Eyes, which, for all the world, he couldn’t remember the colour of.

Something lit inside him. He roared, throwing off the blankets, and stormed from his room, legs quaking from underuse and an empty stomach. When he reached the red lion’s hangar, she was already roused; sitting like a house cat, eyes glowing gold. Gears whirred as she lowered her maw to greet him. On his approach, he grabbed a long metal pipe from a workbench; enjoyed its weight in his right hand. He tossed it to his left and brought the full weight down on her gleaming nose. The bones in his arm thrummed with the impact. He brought it down again so hard he almost lost the pipe with the bounce. Distraught animal howls ricocheted in his skull.

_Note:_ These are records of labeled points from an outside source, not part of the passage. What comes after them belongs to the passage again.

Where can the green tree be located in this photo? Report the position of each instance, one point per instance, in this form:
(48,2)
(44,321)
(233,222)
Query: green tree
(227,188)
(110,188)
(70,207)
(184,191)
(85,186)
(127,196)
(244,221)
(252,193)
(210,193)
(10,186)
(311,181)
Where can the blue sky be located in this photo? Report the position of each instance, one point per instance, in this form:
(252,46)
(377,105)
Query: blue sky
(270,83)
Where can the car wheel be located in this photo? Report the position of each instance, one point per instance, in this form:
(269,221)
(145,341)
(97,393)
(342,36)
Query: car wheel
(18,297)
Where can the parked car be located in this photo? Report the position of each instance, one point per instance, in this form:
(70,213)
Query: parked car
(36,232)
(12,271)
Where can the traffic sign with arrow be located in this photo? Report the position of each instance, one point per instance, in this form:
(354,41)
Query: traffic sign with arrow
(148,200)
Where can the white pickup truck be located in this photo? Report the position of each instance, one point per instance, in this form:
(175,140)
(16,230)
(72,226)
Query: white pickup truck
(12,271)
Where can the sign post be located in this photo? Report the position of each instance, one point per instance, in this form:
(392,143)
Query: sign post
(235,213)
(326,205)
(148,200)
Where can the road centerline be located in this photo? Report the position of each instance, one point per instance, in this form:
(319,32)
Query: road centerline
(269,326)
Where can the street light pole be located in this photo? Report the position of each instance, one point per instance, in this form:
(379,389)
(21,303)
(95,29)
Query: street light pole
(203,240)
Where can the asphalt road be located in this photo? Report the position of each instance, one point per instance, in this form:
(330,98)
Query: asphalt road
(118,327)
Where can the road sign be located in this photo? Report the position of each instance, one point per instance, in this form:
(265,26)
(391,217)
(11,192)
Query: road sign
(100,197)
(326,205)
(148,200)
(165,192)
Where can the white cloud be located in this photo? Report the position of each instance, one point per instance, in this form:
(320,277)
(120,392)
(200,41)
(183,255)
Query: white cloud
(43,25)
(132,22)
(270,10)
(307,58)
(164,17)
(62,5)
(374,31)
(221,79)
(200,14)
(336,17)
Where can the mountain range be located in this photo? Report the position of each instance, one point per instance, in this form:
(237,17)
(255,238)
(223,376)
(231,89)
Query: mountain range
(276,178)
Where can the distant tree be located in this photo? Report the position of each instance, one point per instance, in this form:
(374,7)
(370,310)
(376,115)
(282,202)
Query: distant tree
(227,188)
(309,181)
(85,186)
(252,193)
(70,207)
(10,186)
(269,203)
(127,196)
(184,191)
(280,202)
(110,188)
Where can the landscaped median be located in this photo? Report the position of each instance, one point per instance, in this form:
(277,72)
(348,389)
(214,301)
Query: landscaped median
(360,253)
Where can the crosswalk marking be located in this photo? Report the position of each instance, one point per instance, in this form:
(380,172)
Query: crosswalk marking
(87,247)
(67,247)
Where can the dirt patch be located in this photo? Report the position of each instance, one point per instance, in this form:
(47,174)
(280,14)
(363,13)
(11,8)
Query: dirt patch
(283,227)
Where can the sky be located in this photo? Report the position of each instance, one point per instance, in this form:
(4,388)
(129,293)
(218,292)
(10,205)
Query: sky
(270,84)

‘Why did you leave her?!’ he screamed. ‘Why didn’t you take her too?!’ He switched hands and continued his assault.

Voices sounded from the door, together with thundering feet. Someone made a grab for pipe, but Keith ducked free, driving the pipe into the space between the black nose and shining white muzzle, and levering it until the metal screeched.

Strong arms grabbed him from behind and swung him up and away from Red. The pipe clattered to the floor. He thrashed and kicked, screamed and clawed, and was eventually – by accident or intent – thrown to the ground.

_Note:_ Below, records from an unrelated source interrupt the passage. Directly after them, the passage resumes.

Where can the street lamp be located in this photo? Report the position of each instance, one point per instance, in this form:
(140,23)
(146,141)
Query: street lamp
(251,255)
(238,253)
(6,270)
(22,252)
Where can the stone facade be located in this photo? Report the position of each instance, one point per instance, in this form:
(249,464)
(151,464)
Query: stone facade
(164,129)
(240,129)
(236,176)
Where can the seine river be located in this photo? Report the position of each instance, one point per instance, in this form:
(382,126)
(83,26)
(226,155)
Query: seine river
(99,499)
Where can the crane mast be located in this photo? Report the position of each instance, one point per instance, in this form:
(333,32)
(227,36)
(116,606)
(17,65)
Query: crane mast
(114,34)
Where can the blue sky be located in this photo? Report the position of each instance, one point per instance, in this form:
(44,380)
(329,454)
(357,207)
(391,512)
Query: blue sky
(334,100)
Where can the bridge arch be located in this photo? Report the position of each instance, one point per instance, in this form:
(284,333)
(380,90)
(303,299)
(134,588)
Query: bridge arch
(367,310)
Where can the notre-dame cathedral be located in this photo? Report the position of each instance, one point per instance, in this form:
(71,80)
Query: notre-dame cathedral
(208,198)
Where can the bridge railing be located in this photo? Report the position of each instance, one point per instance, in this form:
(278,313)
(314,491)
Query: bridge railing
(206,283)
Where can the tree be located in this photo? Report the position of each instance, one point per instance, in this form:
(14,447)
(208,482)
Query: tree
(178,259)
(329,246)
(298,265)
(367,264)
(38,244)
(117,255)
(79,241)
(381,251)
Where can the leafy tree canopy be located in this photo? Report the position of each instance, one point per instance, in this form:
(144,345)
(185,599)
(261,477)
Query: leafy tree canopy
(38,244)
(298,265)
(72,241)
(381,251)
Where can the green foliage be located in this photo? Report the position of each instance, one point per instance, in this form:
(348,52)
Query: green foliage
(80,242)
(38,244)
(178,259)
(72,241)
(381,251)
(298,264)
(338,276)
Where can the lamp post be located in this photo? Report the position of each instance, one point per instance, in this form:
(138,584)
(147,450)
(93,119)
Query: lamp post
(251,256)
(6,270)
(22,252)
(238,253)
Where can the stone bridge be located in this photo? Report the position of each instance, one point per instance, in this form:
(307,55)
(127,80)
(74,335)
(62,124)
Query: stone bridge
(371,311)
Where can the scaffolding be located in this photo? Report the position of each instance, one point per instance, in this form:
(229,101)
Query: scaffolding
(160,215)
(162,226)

‘Keith!’ barked Shiro, standing between him and the dumb weight of the red lion. ‘You can’t– What did you plan to do?’

Panting, Keith wiped at his mouth, eyeing up the distressed faces of the others. Among them, only Lance looked like he had the kind of spirit Keith needed; a little flare of self-righteousness Keith wanted to beat into the ground. He curled his tongue and spat past the team's slack faces. It hit Red’s face like a bullet.

‘Hey!’ shouted Lance, moving to Shiro’s side. ‘Watch it!’

Keith climbed to his feet, issuing a cautioning hiss when Shiro offered his hand.

‘This machine is a piece of shit.’ Silence greeted Keith, but Allura’s face spoke loud and clear: immediate indignation. Her fist clenched at her side. ‘Voltron,’ he panted, ‘is a piece of shit.’

‘Don’t speak like that in here,’ whispered Allura, but her words were a gale.

Shiro raised entreating hands. ‘Keith, let’s get you back to bed. You’re not thinking straight. We know you’re mad at the red lion–’ Lance’s eyes narrowed, but Shiro stilled him with a gentle hand. ‘But you’re not going to achieve anything by going at her with some pipe.’

‘You shouldn’t be going at her at all!’ yelled Lance. ‘Red saved your life!’ Ignoring Keith’s expectant sneer, he continued. ‘You’re a paladin. You were _her_ paladin. One of us! You’re part of this team, aren’t you?’

Keith shook his head and bit his lip. His eyes had started welling again, but fuck the tears and fuck this group. ‘No,’ he said. ‘I’m not.’

That drew a response. That got Hunk and Pidge and Coran melting from stricken statues into an incredulous Greek chorus of _no’s_ and _Keith’s._

He struggled to speak. His lungs were hard and burnt, filled with soot. ‘You’re... so sure you're the good guys.’ His breath shuddered in and out of him, and he couldn’t bare to look at Shiro’s waiting face. ‘You’re cold. All of you are so… _cold.’_ Keith threw a finger to the red lion. ‘She left her. She left my mom behind.’ He sobbed, his arm dropping to his side as he collapsed into tears. Red’s mournful cries shook him from his spine to his temples. He twisted his head to get away from her. But she followed, and followed, and followed.

‘Keith,’ said Allura, gentle, and ever so plain. ‘We didn’t know she was your mother.’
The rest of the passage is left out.